こんな寒い日に、ぺらぺらのジャンパーとツナギだけでバイクだなんて。よく見れば、半ヘルメットのひもを締めるゆびは古ぼけた軍手だ。
「あたたかいコーヒーでもあげればよかった」
なんとなく、そうつぶやいていた。青峰君が顔をしかめた。
「やけにかばうじゃん」
つきとばすような言いかただ。地雷の気配。今度はなんだ、と身構えながら、表情を動かさないよう意識する。
「さっきもずっとアイツ見てたよな、テツ。車いじってるヤツ見んの、そんな好き?」
「違います。ただ動くものを見ながら、考えごとをしてただけです」
踏み抜いて起爆しないように、慎重に言葉を探した。
「さっきは、その、キミのこと考えてました。はやく仲直りして、楽しいことしたいなって。キミと過ごすクリスマスは、ボクにとって特別な日ですから」
正直が一番だと思って、ボクが心の底で本当に望んでたことを伝える。
そしてつい数分間に押さえつけた衝動も。

キスしたいって気持ちを込めて、見つめて、あごをあげた。
青峰君はマジかよってちょっと焦った顔をして──けど邪険にはせず、ガソリンスタンドの高い天井のライトを遮って、細く伏せられた目が降りてきて。
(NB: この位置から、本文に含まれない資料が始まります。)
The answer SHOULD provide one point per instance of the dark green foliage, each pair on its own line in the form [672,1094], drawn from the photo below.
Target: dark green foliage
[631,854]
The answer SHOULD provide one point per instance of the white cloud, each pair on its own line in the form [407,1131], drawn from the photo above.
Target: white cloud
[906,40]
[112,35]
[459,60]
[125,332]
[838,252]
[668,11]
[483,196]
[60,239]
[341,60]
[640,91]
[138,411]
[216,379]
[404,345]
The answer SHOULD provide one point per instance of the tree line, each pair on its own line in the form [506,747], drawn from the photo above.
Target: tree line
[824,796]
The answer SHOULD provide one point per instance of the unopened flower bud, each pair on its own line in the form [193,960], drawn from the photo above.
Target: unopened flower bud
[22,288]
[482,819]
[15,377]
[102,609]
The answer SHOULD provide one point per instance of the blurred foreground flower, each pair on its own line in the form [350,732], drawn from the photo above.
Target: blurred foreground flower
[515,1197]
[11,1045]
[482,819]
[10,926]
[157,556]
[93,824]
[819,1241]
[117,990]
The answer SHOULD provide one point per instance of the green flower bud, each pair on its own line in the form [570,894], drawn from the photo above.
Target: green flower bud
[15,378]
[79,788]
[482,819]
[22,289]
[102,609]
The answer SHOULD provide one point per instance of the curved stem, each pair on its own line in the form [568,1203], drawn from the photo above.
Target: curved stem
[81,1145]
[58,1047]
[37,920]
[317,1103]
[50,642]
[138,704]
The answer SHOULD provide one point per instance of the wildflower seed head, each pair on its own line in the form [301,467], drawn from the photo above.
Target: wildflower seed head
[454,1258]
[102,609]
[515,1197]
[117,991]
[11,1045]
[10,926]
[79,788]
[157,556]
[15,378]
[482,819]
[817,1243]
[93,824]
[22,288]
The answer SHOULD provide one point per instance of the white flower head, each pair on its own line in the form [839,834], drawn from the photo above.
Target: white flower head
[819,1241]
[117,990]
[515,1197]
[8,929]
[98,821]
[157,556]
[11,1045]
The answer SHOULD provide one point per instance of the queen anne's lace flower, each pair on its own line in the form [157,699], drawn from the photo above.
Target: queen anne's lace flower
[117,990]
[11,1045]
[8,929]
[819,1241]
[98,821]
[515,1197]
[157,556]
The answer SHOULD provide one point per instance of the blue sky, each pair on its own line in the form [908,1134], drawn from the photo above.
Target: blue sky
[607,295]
ほんの数秒重なったくちびるが離れたとたん、冬の空気がうすく開いた粘膜を冷やす。
足りない、と思ったのはボクだけじゃなかったみたいだ。青峰君はまだ間近にある眉間にしわを寄せて言った。
「楽しいことって、なに」
そこまで考えてなかった、とは言えない。とっさに思い浮かんだことを口走る。
「えっと、シュート練習とか?」
「お前……いつの話してんだよ」
もっと他にあんだろーが、とあきれた声のわりに、まんざらでもなさそうに肩をすくめる。カフェオレを飲み終えたボクの空き缶を奪って、ゴミ箱に投げた。

原付の彼はとっくにいなくなっていた。洗車機の横のスペースでひとり騒がしくアイドリング音をたてている四駆に向かって、ボクは青峰君のダウンジャケットのそでを引いた。
「じゃあ、青峰君はなにかプランがあるんですか」
まだ暖房が残っている車内で、ほっと息をつきつつたずねる。
なにはともあれ、はじまったばかりのクリスマスイブをどう過ごすかが重要だ。
青峰君はとたんに素敵な隠しごとをする恋人の顔になって、まあ黙ってついてこいよ、とくちびるの端っこを引き上げた。